Vivimos en medio de tragedias propias y ajenas, pero la industria del entretenimiento insiste en imponernos un mundo ilusorio. Asevera Oscar Collazos “despojar las cosas y la vida de contenidos, he ahí el propósito de una época abrumada por las desigualdades más abismales”.
¿Qué hacer, cómo escapar de la cultura, de la información hecha a la medida de las reglas de un mercado salvaje? Para Armand Mattelart la manera cómo se ha deformado y literalmente adulterado el concepto de diversidad cultural “sirve también a los interesados en fortalecer y legitimar el proceso de concentración de los grandes grupos multimedia. Lo que han hecho es deformar el concepto de diversidad cultural, que para ellos es únicamente la diversidad de la oferta en el mercado, que no tiene nada que ver con la noción de diversidad cultural propiamente dicha, que trata de luchar en contra de la tendencia hacia la homogeneización.
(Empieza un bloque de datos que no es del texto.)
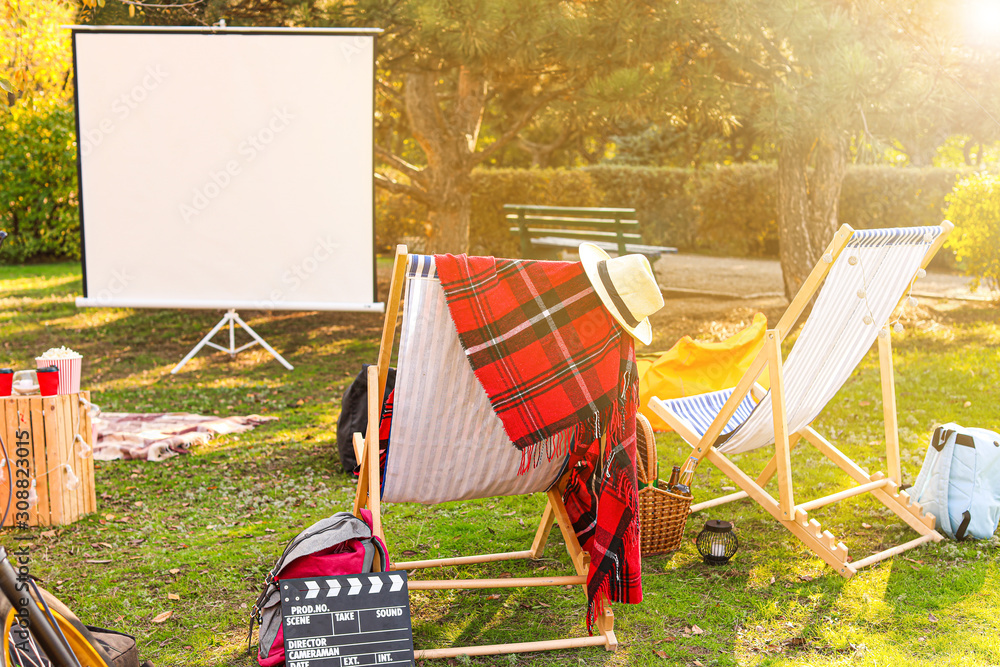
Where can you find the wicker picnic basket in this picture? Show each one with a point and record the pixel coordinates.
(662, 515)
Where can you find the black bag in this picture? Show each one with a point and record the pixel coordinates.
(354, 414)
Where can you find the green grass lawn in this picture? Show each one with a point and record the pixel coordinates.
(205, 528)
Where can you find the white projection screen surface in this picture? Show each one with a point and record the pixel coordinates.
(227, 168)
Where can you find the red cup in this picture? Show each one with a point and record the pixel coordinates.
(48, 380)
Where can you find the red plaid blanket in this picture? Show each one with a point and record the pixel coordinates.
(550, 357)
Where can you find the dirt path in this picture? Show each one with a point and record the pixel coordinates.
(710, 298)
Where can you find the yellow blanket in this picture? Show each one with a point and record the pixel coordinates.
(691, 367)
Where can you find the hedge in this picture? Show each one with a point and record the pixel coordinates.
(729, 211)
(38, 202)
(974, 207)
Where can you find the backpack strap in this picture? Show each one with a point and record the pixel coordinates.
(962, 527)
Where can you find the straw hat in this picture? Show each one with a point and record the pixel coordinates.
(627, 287)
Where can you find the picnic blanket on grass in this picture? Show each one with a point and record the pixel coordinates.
(550, 356)
(159, 435)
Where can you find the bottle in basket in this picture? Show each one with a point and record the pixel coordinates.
(683, 485)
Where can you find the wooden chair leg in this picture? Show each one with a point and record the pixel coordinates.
(782, 447)
(889, 406)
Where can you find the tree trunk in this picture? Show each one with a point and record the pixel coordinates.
(448, 139)
(450, 217)
(810, 174)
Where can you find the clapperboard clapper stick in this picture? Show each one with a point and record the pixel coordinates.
(353, 619)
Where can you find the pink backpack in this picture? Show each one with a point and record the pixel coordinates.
(340, 544)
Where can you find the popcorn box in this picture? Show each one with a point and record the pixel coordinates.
(69, 372)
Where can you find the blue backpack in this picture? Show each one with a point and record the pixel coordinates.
(960, 481)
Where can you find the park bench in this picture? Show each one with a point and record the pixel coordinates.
(544, 229)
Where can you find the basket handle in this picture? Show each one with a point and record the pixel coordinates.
(646, 448)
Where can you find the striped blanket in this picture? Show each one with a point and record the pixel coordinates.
(550, 356)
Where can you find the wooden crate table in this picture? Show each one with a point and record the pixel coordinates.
(39, 433)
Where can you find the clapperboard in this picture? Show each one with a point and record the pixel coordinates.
(354, 619)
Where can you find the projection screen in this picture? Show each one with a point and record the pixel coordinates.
(226, 168)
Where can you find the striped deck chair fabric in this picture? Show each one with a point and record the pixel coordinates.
(446, 443)
(859, 295)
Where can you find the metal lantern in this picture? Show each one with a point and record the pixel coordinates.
(717, 542)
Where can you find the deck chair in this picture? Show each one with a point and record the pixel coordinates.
(864, 275)
(447, 444)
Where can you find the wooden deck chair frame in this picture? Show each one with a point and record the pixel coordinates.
(795, 517)
(368, 496)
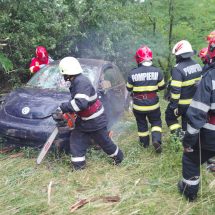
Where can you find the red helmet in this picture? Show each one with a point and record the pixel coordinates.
(210, 36)
(144, 53)
(41, 53)
(211, 48)
(203, 53)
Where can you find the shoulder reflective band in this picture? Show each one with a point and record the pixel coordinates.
(146, 108)
(175, 96)
(184, 101)
(175, 83)
(145, 88)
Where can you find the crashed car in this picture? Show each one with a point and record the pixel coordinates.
(26, 112)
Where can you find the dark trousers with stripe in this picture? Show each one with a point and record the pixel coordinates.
(154, 118)
(172, 120)
(80, 141)
(191, 168)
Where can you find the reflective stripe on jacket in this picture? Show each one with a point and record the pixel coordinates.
(145, 79)
(185, 78)
(201, 107)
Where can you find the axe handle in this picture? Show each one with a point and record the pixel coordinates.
(47, 145)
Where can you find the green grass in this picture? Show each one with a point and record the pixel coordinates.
(146, 182)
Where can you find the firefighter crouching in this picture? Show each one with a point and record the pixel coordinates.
(144, 82)
(185, 77)
(201, 123)
(91, 122)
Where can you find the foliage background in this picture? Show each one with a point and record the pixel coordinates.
(110, 30)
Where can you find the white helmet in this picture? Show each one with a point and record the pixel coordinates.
(70, 66)
(183, 48)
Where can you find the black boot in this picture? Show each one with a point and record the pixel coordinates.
(118, 158)
(157, 146)
(189, 191)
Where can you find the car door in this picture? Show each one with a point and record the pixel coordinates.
(112, 88)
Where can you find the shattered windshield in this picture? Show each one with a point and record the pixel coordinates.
(50, 78)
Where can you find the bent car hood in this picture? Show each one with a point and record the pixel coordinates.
(34, 103)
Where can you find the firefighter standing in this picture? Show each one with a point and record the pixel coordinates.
(91, 121)
(42, 58)
(185, 77)
(204, 58)
(144, 81)
(201, 123)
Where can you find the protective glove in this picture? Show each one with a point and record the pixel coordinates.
(175, 112)
(58, 115)
(64, 107)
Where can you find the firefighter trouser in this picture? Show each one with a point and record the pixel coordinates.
(80, 142)
(154, 118)
(172, 120)
(191, 169)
Cada sociedad genera sus antídotos y sus resistencias y el drama, en la mayor parte de las sociedades, es no haber puesto todos estos problemas como un problema esencial de la democracia. Se dan pasos positivos, y se empieza a reconocer que la comunicación es un tema político. La comunicación ya no es solamente la de los medios de comunicación: es la cuestión de las tecnologías de la información y comunicación. Hoy en día, el modelo de ordenamiento del mundo camina a través de los modelos de la arquitectura de las redes. A través de la tecnología de la información y comunicación se decide un modelo de sociedad futura, si no lo resistimos, que va hacia la negación del principio de servicio público. De ahí la importancia de ligar lo local con lo global, porque ahora las luchas son imposibles de otro modo.
Como dijo el presidente francés Francois Mitterand “hay que sacar los productos de la mente o del espíritu, de las lógicas del mercado salvaje”. Es un problema clave porque pretenden alinear los flujos culturales sobre las leyes del mercado. Hoy y ahora, el gran problema de estas discusiones es la idea misma de servicio público. La excepción cultural es la heredera de una filosofía del servicio público: No se puede dejar la cultura como tampoco la educación, la salud y el medio ambiente a las lógicas puramente comerciales.
Frivolidad eterna y cantantes asesinos
Propuso en su momento el maestro Alvaro Mutis, que conformáramos con prontitud Brigadas Internacionales para darles caza y destruir a Julio Iglesias y a Los Menudos. Desatendimos el consejo. No procedimos en la dirección señalada y hoy las consecuencias son nefastas sobre la faz de la tierra. Ya hoy no sólo la música, sino la información y la política están contagiados de se infame mercadeo que respiran y que nos tienen ahogados en la mediocridad, la bobería, la memez. Y nos convirtió en seres mentecatos, simples y tristes.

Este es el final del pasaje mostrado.